Conscientização impulsiona registros
O delegado titular da DEDCPI, Marco Aurélio Veloso, afirmou que o crescimento dos registros não significa apenas aumento da violência, mas também maior conscientização da população sobre como denunciar. “O que acontece é que, com o auxílio da imprensa, a população passou a ter ciência de como denunciar os fatos. Então hoje os números são apresentados e a gente pode constatar a realidade”, declarou.

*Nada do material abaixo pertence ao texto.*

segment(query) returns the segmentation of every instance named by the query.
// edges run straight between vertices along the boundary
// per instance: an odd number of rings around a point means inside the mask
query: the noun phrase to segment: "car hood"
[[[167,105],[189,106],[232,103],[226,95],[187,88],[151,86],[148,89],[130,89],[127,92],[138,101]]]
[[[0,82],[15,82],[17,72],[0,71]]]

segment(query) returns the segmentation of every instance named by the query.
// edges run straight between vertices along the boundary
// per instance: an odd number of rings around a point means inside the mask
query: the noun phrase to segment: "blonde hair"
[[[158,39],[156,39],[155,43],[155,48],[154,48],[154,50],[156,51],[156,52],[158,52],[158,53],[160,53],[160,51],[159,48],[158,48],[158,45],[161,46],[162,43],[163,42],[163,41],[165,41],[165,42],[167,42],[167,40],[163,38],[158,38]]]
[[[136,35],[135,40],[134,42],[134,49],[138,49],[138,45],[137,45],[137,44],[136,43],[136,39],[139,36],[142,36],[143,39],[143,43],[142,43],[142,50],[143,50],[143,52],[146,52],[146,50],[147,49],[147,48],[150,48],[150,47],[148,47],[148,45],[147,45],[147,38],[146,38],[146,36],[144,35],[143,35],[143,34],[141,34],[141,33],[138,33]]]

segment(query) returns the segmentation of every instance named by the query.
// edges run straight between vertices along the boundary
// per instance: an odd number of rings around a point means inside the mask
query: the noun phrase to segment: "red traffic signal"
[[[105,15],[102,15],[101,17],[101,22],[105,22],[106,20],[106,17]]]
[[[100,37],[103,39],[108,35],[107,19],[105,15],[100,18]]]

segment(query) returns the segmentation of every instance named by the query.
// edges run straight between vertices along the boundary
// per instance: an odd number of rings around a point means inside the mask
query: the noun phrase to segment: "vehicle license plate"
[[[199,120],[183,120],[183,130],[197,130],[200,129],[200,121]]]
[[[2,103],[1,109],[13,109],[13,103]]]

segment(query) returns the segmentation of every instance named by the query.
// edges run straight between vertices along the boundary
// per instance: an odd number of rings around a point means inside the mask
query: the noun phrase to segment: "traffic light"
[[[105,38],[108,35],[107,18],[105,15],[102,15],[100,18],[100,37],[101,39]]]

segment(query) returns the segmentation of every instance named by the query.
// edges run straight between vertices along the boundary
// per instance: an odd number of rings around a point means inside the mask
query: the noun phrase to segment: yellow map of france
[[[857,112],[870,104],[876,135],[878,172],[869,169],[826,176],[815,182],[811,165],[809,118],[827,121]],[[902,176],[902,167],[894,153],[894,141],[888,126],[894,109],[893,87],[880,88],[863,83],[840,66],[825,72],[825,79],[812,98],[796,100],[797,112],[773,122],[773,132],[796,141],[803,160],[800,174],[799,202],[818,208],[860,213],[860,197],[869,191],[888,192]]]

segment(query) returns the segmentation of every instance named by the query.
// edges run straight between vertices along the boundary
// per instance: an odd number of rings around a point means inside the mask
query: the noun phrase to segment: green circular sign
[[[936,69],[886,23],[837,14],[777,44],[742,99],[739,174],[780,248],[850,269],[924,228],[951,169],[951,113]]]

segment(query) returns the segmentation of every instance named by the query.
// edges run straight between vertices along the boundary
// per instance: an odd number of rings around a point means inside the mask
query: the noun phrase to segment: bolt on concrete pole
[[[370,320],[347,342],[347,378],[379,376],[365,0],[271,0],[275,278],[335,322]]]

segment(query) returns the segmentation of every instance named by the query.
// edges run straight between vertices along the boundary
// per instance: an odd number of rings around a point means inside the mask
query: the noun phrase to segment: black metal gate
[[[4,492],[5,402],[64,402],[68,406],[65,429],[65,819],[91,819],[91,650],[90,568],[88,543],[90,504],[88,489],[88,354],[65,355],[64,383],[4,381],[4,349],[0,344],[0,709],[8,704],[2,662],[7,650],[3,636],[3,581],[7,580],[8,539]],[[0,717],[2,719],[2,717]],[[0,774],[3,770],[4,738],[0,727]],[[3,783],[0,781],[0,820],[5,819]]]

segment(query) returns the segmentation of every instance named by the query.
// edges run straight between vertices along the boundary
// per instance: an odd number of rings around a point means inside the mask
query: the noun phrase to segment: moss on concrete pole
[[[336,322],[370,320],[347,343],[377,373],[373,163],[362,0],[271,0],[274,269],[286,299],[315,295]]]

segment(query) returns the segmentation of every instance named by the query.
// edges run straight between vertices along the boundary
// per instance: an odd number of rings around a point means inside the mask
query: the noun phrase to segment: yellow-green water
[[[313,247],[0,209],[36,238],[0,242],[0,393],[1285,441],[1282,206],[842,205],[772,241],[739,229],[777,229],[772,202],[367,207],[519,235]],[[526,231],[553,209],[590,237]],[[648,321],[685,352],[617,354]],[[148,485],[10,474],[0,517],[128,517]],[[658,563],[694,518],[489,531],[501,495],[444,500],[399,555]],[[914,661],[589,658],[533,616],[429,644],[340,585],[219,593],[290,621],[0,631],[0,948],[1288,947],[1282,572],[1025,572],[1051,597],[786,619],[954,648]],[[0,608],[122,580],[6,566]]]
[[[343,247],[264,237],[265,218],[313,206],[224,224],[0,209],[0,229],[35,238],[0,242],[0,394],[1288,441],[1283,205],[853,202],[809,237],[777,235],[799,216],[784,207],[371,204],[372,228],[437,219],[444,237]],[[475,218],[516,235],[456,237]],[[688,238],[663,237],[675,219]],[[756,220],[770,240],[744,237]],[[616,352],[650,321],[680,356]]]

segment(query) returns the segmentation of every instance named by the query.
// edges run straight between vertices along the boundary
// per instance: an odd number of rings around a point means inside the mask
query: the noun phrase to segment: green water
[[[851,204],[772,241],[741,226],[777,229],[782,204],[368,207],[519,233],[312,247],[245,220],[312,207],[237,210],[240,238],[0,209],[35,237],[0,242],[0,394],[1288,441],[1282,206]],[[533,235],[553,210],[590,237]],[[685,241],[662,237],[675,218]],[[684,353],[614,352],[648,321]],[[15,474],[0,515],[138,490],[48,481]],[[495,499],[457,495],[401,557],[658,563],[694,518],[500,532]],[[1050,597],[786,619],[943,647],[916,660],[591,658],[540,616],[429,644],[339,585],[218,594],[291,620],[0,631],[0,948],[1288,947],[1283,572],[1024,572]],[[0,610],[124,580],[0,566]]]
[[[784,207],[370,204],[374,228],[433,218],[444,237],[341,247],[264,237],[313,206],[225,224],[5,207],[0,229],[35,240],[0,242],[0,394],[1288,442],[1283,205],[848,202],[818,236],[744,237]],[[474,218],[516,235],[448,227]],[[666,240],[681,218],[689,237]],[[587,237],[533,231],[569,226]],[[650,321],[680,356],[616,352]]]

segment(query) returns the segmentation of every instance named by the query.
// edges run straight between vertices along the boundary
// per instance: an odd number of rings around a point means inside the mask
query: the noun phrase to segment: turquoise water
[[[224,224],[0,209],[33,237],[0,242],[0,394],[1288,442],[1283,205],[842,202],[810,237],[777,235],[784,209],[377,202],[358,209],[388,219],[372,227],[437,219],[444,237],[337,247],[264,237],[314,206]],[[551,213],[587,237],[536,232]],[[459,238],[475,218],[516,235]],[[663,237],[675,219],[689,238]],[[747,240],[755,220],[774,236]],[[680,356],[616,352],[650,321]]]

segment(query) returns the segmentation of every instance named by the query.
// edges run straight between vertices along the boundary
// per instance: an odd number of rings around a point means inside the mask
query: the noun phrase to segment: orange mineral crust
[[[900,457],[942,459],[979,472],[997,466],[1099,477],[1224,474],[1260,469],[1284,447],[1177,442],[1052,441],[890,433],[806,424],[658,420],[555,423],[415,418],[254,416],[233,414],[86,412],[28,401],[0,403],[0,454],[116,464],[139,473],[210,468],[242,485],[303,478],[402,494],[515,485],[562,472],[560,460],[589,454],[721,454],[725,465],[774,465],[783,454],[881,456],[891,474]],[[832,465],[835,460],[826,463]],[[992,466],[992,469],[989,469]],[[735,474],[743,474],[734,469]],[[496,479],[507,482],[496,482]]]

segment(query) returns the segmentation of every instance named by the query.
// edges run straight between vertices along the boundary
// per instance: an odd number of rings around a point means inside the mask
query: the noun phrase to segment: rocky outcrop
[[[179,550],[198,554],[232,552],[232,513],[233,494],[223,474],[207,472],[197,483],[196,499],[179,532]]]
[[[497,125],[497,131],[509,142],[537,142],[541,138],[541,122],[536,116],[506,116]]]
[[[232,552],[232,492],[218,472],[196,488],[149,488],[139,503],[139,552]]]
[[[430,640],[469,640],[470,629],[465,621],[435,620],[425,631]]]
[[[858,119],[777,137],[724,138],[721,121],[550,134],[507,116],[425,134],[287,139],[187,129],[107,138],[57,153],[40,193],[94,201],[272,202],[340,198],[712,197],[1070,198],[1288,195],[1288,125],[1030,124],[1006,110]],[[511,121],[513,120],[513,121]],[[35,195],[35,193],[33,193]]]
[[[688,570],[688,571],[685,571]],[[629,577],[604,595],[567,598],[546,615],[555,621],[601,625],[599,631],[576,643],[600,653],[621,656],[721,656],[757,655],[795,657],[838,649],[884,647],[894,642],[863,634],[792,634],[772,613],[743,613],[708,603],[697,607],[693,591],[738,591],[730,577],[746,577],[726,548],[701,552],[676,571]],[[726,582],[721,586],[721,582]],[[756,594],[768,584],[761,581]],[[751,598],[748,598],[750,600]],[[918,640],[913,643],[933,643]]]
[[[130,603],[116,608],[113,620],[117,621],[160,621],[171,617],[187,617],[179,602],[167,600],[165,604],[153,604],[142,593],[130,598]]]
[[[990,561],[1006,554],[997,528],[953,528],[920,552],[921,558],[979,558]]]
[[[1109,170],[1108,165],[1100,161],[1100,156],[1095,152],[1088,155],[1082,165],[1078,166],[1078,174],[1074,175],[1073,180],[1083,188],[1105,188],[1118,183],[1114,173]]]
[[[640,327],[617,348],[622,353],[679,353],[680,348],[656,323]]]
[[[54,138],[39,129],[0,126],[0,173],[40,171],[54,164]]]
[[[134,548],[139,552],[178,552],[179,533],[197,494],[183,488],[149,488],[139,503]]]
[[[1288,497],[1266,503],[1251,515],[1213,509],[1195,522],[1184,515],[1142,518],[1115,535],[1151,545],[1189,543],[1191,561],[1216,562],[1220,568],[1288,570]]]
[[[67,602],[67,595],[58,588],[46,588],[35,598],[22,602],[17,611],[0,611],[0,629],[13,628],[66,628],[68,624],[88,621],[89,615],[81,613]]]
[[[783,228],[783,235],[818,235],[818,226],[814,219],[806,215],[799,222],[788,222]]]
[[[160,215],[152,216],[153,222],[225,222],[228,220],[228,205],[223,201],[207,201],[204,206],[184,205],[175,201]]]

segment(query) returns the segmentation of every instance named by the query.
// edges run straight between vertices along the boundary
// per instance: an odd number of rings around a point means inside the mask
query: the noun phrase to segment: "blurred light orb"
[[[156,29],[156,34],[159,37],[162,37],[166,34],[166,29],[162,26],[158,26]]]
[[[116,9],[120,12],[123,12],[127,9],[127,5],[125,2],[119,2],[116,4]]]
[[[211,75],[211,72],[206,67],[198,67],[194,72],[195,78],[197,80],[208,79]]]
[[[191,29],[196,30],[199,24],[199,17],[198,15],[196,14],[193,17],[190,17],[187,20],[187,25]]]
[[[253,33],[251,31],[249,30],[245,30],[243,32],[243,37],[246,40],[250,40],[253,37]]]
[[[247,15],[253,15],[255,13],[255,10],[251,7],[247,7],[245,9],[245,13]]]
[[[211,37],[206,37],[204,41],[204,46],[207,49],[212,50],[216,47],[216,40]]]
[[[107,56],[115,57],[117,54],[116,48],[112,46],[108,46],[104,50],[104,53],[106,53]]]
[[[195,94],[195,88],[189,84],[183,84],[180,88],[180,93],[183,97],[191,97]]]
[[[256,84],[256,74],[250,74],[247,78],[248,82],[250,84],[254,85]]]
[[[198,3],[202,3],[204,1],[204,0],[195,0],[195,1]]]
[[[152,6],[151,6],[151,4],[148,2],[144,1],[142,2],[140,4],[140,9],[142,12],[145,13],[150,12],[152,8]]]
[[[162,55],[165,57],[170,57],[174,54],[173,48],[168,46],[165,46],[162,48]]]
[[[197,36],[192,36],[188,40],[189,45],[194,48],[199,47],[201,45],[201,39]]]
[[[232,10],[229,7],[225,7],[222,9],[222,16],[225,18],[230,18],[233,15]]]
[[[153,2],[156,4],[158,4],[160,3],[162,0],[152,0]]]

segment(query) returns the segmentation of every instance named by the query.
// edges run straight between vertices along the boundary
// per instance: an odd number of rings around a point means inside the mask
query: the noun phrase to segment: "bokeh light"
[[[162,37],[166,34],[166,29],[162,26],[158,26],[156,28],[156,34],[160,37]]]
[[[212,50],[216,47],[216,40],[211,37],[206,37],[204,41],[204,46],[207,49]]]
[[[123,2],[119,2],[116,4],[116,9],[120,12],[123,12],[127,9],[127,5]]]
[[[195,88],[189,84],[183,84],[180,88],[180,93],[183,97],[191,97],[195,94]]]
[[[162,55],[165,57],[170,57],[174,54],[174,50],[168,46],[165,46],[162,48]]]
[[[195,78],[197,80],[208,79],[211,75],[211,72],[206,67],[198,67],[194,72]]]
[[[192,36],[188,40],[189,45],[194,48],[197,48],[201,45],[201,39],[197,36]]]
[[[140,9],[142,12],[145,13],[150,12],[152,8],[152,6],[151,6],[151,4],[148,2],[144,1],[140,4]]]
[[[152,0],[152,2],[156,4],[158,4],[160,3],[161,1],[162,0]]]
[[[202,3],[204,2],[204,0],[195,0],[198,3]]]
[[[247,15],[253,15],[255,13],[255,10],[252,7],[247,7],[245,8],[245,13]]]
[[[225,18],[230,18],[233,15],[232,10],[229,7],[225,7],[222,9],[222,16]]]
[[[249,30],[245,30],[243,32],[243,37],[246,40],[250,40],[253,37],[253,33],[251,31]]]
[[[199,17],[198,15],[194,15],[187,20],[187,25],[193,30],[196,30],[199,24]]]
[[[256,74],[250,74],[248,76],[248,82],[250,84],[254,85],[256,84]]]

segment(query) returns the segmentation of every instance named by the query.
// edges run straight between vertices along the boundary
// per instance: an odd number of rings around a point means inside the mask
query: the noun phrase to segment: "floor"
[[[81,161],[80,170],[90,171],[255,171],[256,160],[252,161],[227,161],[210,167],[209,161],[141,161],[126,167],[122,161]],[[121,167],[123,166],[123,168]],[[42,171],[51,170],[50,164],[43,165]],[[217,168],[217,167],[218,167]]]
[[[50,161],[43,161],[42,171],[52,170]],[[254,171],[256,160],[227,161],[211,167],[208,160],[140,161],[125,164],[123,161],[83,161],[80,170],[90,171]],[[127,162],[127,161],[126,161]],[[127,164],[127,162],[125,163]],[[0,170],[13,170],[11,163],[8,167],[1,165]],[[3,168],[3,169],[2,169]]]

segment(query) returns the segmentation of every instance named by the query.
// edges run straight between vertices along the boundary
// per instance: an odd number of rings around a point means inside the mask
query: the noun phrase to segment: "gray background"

Perfil das vítimas e falta de estrutura
De acordo com um levantamento da Polícia Civil, não há um perfil único das vítimas. Os casos envolvem idosos de diferentes classes sociais, níveis de escolaridade e condições econômicas, indicando que a violência contra a pessoa idosa é um problema amplo e presente em diversos contextos.
Durante audiência na Câmara Municipal de Cuiabá, o delegado também chamou atenção para a falta de estrutura pública voltada ao envelhecimento da população. Segundo ele, a capital não possui Instituição de Longa Permanência para Idosos (ILPI) pública e depende de entidades filantrópicas. Como alternativa, defendeu a criação de “Centros Dia”, modelo em que o idoso passa o dia recebendo atendimento e retorna para casa à noite, mantendo o convívio familiar.
Penas leves e caso emblemático
O delegado criticou a leveza das penas previstas no Estatuto da Pessoa Idosa, que variam de seis meses a três anos de prisão, podendo chegar a até 12 anos em casos mais graves. Ele citou um caso recente envolvendo o policial aposentado Luciano Testa, flagrado agredindo um casal — de 62 anos e 59 anos — dentro do elevador de um condomínio no bairro Cidade Alta, em Cuiabá, na semana passada. Segundo a Polícia Civil, o caso segue em investigação e o suspeito continua foragido.